11 mars 2012

Eternel


Les derniers flocons atteignirent le sol dans le silence ouaté qui nous entourait. Figé dans sa gangue glacée, le village laissait poindre quelques lueurs éparses, signes de vie, tout là bas. J’imaginais sans mal le forgeron brandissant son marteau afin d’écraser le fer qui ornerait les sabots des chevaux, pressés par l’agitation de la saison, s’ébrouant dans leur écurie en attendant l’instant où ils seraient à l’honneur, tirant la charrette de l’homme ivre, vêtu de rouge et blanc comme le voulait la tradition. Il y dormait encore, dans sa charrette, d’ores et déjà décorée, assis droit comme un i, fier comme le bar tabac où il passait le plus clair de son temps, songeant qu’il était heureux d’être le préposé à la corvée de distribution d’oranges. Lui les préférait marinées, les oranges, dans du rhum, idéalement, mais il ne critiquait pas le choix des autres. Surtout qu’accessoirement ça lui en faisait plus, du rhum.

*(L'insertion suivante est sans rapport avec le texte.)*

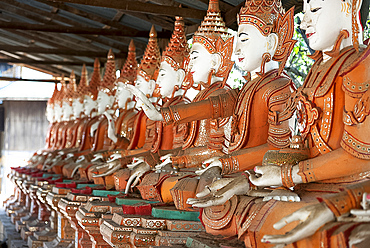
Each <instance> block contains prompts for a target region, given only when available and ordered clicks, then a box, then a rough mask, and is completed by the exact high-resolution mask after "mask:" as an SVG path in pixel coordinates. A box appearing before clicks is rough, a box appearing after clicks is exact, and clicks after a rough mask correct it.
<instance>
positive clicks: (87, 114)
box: [84, 96, 97, 115]
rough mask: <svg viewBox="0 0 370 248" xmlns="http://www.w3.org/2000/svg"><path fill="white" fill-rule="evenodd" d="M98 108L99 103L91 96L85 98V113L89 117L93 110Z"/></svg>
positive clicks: (84, 105)
mask: <svg viewBox="0 0 370 248" xmlns="http://www.w3.org/2000/svg"><path fill="white" fill-rule="evenodd" d="M96 107H97V102H96V101H94V100H93V99H92V98H91V97H90V96H85V98H84V112H85V114H86V115H89V114H90V113H91V111H92V110H93V109H95V108H96Z"/></svg>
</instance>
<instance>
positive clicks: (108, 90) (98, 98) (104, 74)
mask: <svg viewBox="0 0 370 248" xmlns="http://www.w3.org/2000/svg"><path fill="white" fill-rule="evenodd" d="M98 91H99V92H98V114H103V113H104V112H105V111H106V110H110V109H112V108H113V102H114V94H115V93H116V92H115V91H116V63H115V61H114V54H113V52H112V50H109V53H108V59H107V63H106V64H105V72H104V77H103V80H102V81H101V83H100V85H99V87H98Z"/></svg>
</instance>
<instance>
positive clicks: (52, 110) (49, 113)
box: [46, 104, 55, 123]
mask: <svg viewBox="0 0 370 248" xmlns="http://www.w3.org/2000/svg"><path fill="white" fill-rule="evenodd" d="M46 119H47V120H48V121H49V122H50V123H53V122H54V121H55V117H54V106H52V105H49V104H48V105H47V106H46Z"/></svg>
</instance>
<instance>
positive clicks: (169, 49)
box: [113, 17, 189, 191]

Mon regard éternellement posé sur toi qui me bouchais la vue, je me mis à détailler ton visage, tes doigts gras emmêlés, soudés aux miens n’aidant en rien aux pensées positives. Galant, je n’exprimais rien de ces propos qui t’auraient détruite, si tu les avais sus, sans doute ne m’aurais tu pas reproché mon silence… Mais tu n’en savais rien, n’est ce pas ? J’observais tes yeux ornés d’un trait de charbon maladroit, tu ne savais combien je te conspuais intérieurement d’avoir voulu jouer la jolie en te peinturlurant la bouche d’une touche criarde, débordant de tes lèvres fines, perdues entre tes joues grasses. Tu ne savais combien j’avais honte, d’être ainsi exposé aux yeux de tous, auprès de toi, si laide, parce que tu avais décidé de prendre la pose devant un artiste qui n’en avait que le nom.

Tu ne le savais que trop bien, n’est ce pas ? Tu avais compris mes regards vers l’horizon et mes soupirs récurrents. Tu savais et c’est pour ça que ma soupe avait ce goût amer, qu’il y avait cet homme étrange dans notre maison, qu’il psalmodia ces mots inconnus tandis que je bavais, souillant ce sol que tu souhaitais toujours parfaitement propre. Je sentis alors mon esprit s’échapper de mon corps et s’en venir dans celui-ci, misérable figurine de plomb recouverte de neige, doigts entremêlés à ceux de cette minuscule statuette peinte de travers censée te représenter… Tu avais décidé de me garder à jamais auprès de toi, et tu avais réussi. Prisonnier à perpétuité de cette scène représentant un des pires instants de ma vie, un de ceux passés avec toi.

Je t’ai vue vieillir, du haut de ta cheminée, j’ai supporté la neige, longtemps, puis tu t’es lassée de venir me parler alors que je ne pouvais pas te répondre. Tu pleurais aussi, souvent, sur ton sort, regrettant de n’avoir pas pris l’option avec clef pour défaire le sortilège et me ramener dans mon corps désormais couvert d’escarres. J’ai vu nos enfants grandir, puis te laisser seule avec mon silence par toi-même imposé.
Tes mains tremblent, en sus d’être grosse et laide, tu es vieille. Tes mains tremblent et mon micro univers aussi, la neige s’envole depuis le sol mais cette fois, elle ne retombera pas, elle fera comme tout ce qui m’entoure, elle s’éparpillera, me laissant souiller ton sol, une dernière fois.

Mon corps inconscient exhale un dernier soupir, libre je suis, seule tu demeures.